Zero to Sixty…Technology. This blog is meant for the business owner who isn’t neck deep in technology already. Implementing a little technology where there is none can be one of, if not the most, impactful things a business owner can do. A few of the basic ways technology increases profits are by increasing worker productivity, increasing process productivity, and decreasing process costs. These principles apply across all areas of business from shop floor to office operations. Examples:

Increase worker productivity: Providing a sales person with a CRM system that dynamically stores and tracks customers instead of just using a spreadsheet dramatically increases their ability to track, contact, and serve those customers. It helps them stay organized and have all the information in one single location which can be access through any mobile device too.

Increase process productivity: A digital score board on a sales floor, displaying sales figures, eliminates the need for someone to collect sales figures from each sales person and manually update a whiteboard. Additionally, the digital scoreboard is updated in quicker, even in real-time, leading to a more competitive sales environment.

Decrease process cost: Before WordPress and its ilk, keeping website text updated required paying a professional (or a teenager who could possible break your website which would require paying a professional to fix it) to perform some mysterious magic and, bam, there’s your text online. Now a business owner can do it themselves with no more additional training or hassle than simply enter the username and password of their CMS system.

These are all fantastically general uses of technology. What about industry specific uses? The same principles are absolutely true.

Upwards and onwards. If you have a fleet, what happens in the field can be one of life’s great mysteries. Using technology can not only relay what’s happening day to day, but can help you make changes to maximize your bottom line. Using the same basic criteria as above, here are a few tips.

Increase worker productivity: Finding inefficiencies in routes taken and extra time spent at each stop enables a business owner to increase the number of trips a driver makes. This is not possible without electronic records and a sit down with the driver.

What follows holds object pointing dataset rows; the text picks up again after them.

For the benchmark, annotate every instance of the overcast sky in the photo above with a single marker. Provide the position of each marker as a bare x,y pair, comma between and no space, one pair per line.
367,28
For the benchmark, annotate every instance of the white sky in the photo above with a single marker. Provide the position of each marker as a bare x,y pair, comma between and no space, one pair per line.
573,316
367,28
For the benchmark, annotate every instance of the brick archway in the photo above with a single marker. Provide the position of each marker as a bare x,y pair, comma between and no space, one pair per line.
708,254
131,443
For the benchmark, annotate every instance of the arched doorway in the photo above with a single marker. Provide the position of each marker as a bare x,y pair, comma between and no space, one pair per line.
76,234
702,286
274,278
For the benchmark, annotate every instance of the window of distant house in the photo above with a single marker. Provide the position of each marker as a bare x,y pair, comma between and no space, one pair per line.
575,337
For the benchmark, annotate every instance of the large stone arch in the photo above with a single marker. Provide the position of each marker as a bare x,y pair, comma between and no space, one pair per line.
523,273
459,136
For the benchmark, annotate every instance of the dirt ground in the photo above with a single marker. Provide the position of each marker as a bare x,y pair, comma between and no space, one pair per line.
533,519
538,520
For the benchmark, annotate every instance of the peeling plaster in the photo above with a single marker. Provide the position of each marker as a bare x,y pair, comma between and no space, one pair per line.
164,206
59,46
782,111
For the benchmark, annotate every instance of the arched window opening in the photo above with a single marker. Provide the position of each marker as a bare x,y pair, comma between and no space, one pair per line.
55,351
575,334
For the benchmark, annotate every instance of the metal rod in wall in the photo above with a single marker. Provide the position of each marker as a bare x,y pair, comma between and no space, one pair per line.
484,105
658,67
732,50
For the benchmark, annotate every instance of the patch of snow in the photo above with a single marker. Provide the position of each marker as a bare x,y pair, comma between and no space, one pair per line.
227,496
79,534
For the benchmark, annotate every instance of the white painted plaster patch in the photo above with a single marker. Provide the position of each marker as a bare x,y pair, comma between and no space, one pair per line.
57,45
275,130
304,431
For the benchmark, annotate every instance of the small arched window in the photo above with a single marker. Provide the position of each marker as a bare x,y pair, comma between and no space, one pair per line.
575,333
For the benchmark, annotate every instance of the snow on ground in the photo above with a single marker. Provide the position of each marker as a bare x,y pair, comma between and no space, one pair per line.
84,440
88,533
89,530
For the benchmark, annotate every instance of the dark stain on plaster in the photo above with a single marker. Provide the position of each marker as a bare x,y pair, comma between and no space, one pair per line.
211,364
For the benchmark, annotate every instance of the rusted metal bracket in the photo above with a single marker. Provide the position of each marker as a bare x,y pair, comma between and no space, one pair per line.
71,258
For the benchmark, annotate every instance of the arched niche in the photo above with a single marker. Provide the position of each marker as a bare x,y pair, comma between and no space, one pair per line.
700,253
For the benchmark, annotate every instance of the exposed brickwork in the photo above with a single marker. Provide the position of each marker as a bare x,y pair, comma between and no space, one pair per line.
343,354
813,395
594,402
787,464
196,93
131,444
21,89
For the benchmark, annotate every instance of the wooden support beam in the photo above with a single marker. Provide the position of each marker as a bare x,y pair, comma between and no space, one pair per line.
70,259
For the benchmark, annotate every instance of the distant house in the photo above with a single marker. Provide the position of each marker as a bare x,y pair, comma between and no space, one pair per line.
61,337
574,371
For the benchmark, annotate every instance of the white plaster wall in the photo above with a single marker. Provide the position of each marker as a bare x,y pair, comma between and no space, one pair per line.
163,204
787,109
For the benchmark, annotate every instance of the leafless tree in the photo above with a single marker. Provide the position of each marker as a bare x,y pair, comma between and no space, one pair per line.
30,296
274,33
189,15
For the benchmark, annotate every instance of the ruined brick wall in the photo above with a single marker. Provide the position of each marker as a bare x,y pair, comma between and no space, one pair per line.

Increase process productivity: Recording driver movements and knowing where drivers are is drastically improved by fleet tracking. Without it, drivers must keep records themselves. Also, knowing where drivers are real-time involves calling them and then relaying that information to whoever wants to know. With fleet tracking you know the status in real time.

Decrease process cost: The staff required and amount of time it takes to report on driver activities is dramatically decreased with electronic reporting. Previously, every driver must record their activities every day and an administrative assistant must collect and enter those figures at least once a week. Now, an administrative assistant pulls already formatted reports from the fleet management website and enters them once a week or less.

For companies already doing the above activities, the differences can be seen right away, but for companies that never had the budget or the staff for such luxuries, technology opens entirely new arena to increase profits. Things that once required substantial manpower can be now be done by a small staff with proper planning and implementation.